ASPI Note: Understanding the U.S.-China Climate Declaration

November 19th, 2021 by Betty Wang and Thom Woodroofe | 21/03
What happened: During the final days of the UN’s COP26 Climate Change Conference, the U.S. and China issued a “Joint Glasgow Declaration on Enhancing Climate Action in the 2020s.” This helped inject newfound momentum into the multilateral negotiations and in itself was a critical outcome from Glasgow.
The background: Under the Obama administration, the U.S. and China issued three landmark joint statements on climate change. These demonstrated that the two largest emitters were prepared to work together on combatting climate change following the fractious period around the Copenhagen talks in 2009. They were instrumental for first securing — and then helping bring into force — the 2015 Paris Agreement.
After the tumultuous period of the Trump administration, and given the weight of its own domestic climate actions, the Biden administration set out two pre-conditions for restarting this cooperation upon taking office. First, that climate was treated as a “standalone” issue in the bilateral relationship, and second that China would build on its existing plans to reduce emissions this decade. From Washington’s perspective, China’s progress on both up until COP26 had been moot, notwithstanding a number of recent announcements, including a new moratorium on their financing of coal-fired power projects in the Belt and Road Initiative.
What was in the Joint Declaration: The declaration largely reaffirmed the domestic commitments already made by both countries, but included a handful of significant new elements:
- Reaffirming the Paris Agreement’s Temperature Limits: The two sides recognized that there remains a significant ambition gap globally in order to stay within the temperature limits of the Paris Agreement and that this requires additional action in the coming decade.
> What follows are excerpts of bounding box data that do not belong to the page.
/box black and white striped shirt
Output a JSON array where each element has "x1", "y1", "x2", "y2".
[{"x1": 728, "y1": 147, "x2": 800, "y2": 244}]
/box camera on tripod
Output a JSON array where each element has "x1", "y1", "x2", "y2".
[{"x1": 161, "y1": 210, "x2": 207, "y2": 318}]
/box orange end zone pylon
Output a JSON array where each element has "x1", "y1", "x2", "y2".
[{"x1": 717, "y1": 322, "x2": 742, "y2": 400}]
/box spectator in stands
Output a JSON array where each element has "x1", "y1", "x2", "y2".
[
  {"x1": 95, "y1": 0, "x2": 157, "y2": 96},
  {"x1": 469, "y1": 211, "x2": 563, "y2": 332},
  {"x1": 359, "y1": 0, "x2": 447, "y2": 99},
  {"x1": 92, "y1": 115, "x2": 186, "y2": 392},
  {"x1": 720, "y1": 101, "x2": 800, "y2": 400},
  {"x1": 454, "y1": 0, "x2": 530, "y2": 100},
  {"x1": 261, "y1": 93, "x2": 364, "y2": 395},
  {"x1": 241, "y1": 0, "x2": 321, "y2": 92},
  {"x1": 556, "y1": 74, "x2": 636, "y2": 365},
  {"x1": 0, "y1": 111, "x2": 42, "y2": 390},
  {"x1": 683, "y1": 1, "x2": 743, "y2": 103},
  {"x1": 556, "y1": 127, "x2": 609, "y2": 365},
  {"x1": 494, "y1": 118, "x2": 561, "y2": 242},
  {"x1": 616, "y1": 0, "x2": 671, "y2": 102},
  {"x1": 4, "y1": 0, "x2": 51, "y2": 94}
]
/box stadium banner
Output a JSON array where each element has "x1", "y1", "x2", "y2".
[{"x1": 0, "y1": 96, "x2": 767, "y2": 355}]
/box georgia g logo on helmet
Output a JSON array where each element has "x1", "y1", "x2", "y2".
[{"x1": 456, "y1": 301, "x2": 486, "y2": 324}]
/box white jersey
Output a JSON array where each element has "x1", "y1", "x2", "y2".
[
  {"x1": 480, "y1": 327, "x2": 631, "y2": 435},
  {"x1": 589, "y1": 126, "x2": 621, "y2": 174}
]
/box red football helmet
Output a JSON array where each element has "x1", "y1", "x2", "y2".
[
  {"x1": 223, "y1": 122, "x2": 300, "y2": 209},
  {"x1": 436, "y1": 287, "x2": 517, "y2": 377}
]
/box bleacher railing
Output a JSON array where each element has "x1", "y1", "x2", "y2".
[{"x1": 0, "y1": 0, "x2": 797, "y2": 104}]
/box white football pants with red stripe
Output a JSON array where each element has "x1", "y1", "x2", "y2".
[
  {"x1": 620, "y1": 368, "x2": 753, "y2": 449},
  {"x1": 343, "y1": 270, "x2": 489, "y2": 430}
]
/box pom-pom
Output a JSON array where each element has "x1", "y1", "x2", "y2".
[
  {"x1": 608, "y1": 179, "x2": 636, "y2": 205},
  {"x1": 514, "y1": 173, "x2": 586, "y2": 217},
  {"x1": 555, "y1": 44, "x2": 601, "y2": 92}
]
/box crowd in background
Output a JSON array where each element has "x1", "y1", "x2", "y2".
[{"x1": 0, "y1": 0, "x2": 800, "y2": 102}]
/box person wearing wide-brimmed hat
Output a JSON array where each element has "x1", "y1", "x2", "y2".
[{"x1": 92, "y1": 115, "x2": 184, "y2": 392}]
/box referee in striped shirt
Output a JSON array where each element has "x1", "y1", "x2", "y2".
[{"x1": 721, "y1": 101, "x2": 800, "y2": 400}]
Importantly, China confirmed it will “make best efforts to accelerate” its plan to peak coal consumption by 2025. With China’s use of coal accounting for more than 20% of the world’s carbon emissions, this is critical — including for China to ideally peak their overall emissions around the same time and to be able to reach its goal of carbon neutrality by 2060.
- Re-establishing a U.S.-China Working Group: Titled a “Working Group on Enhancing Climate Action in the 2020s,” this resembles the U.S.-China Climate Change Working Group that was first established in 2013 and will likely cover a number of thematic streams. This is an idea the Asia Society Policy Institute has been advancing to provide a framework for technical cooperation and exchange between the two countries to recommence.
- Working Together on Methane Reductions: The two countries will work in the first half of 2022 and ahead of COP27 in November to discuss what more can be done, including with respect to standards and international support. While China stopped short of joining the Global Methane Pledge signed by 100 other countries, this will potentially provide a more robust schedule for ensuring China acts to reduce this potent pollutant.
Reading between the lines: U.S. Envoy for Climate John Kerry and Chinese Special Climate Envoy Xie Zhenhua met 30 times throughout the year in the lead-up to this declaration, including during two visits by Kerry to China. However, this declaration marks a turning point in establishing a framework for that engagement to now translate into practical cooperation.
For China, it helped show they had not come entirely empty-handed to COP26 after criticism for Xi Jinping’s non-attendance and for not bringing forward any headline new ambition in their 2030 targets. For the United States, it helped show they have at least secured a signal from Beijing that they hope to do more this decade to reduce emissions and a bilateral process to hold them to account.
What to watch: The declaration helped smooth the runway for this week’s virtual summit between Biden and Xi. With both leaders using that summit to stabilize the relationship for the year ahead, we can expect the new working group to now be established quickly.
China’s isolation with India in the final COP26 plenary over language around coal in the final “Glasgow Climate Pact” has also created additional pressure on Beijing to move further and faster, as has the request of the outcome text for countries to come back to the table on their 2030 targets again next year.